As the world shifts to more multilateral economic cooperation, as seen primarily with China’s Belt and Road Initiative and the emergence of regional trading blocs, the United States and its European minions are trying to thwart that direction by insisting on countries making a false choice of aligning one way or the other.
We saw that in Ukraine where Washington and the EU piled the pressure on the elected government of Viktor Yanukovych during the 2013-2014 period to repudiate its relations with Russia and to join the Western powers. That culminated in the CIA-backed coup in February 2014 and nearly five years of an ongoing war in Eastern Ukraine.
We are also seeing it with regard to pressure from Washington on Turkey to abandon its improving relations with Russia, in particular Ankara’s purchase of the S-400 air defense system.
At a NATO meeting last week in Brussels, the US Secretary of Defense Mark Esper said: “Turkey put us in a terrible position. We see them spinning closer into Russia’s orbit than into the Western orbit.”
America’s obsessive possessiveness is a tyranny that runs deeply through its foreign relations. Either nations are subservient to Washington or they are cast as reprobates that must be brought to heel, either through economic sanctions, covert destabilization, regime change, or war.
The US maintains sanctions on Russia, Iran, Venezuela, Cuba, North Korea and others for the simple reason that such countries are not subservient to American demands. The sanctions on Iran are perhaps the most illustrative of US hegemonic dictate. Washington demands that all countries obey by its unlawful embargo on Iranian oil exports. Again, it’s the mentality of “with us or against us”.

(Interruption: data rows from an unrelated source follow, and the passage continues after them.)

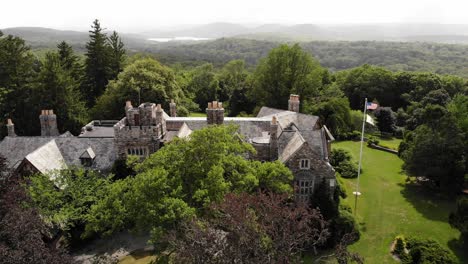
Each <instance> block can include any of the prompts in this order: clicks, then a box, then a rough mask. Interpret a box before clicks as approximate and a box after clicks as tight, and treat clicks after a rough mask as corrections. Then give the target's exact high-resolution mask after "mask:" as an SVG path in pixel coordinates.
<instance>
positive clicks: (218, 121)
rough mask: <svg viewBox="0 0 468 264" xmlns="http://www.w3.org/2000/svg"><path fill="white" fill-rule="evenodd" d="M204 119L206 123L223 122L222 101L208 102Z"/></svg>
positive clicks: (220, 123) (209, 123)
mask: <svg viewBox="0 0 468 264" xmlns="http://www.w3.org/2000/svg"><path fill="white" fill-rule="evenodd" d="M206 120H207V122H208V125H222V124H223V123H224V108H223V103H221V102H218V101H213V102H210V103H208V108H206Z"/></svg>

This zero-sum ultimatum has been imposed on Armenia by the Trump administration even though Armenia has long historical and cultural ties with Iran. Landlocked Armenia with a population less than three million is developing joint gas pipeline projects with Iran which will be crucial to the former’s economic development.
Armenia, a former Soviet republic, has strong and enduring economic ties with its neighbors of Russia, Belarus, Kazakhstan and Kyrgyzstan as part of the Eurasian Economic Union (EAEU). It is also a member of the Commonwealth of Independent States (CIS), along with Russia, Azerbaijan, Belarus, Kazakhstan, Kyrgyzstan, Moldova, Tajikistan and Uzbekistan. Armenia derives vital security guarantees as a member of the Collective Security Treaty Organization (CTSO) also comprising Russia, Kazakhstan, Kyrgyzstan, Tajikistan and Uzbekistan.
It is simply ludicrous to impose a demand on Armenia to choose between “East and West”. It has centuries of relations with its Eurasian neighbors, Russia in particular.
It is of course entirely reasonable that Yerevan wants to pursue a multilateral policy of friendship between East and West. But America’s hegemonic imperialism is such that it requires a false choice to be made. It is the zero-sum imposition of that choice that creates problems, tensions and ultimately conflict. Armenia is being made to walk a dangerous tightrope when it shouldn’t have to. That is the fate of those who encounter Washington’s bullying zero-sum tyranny.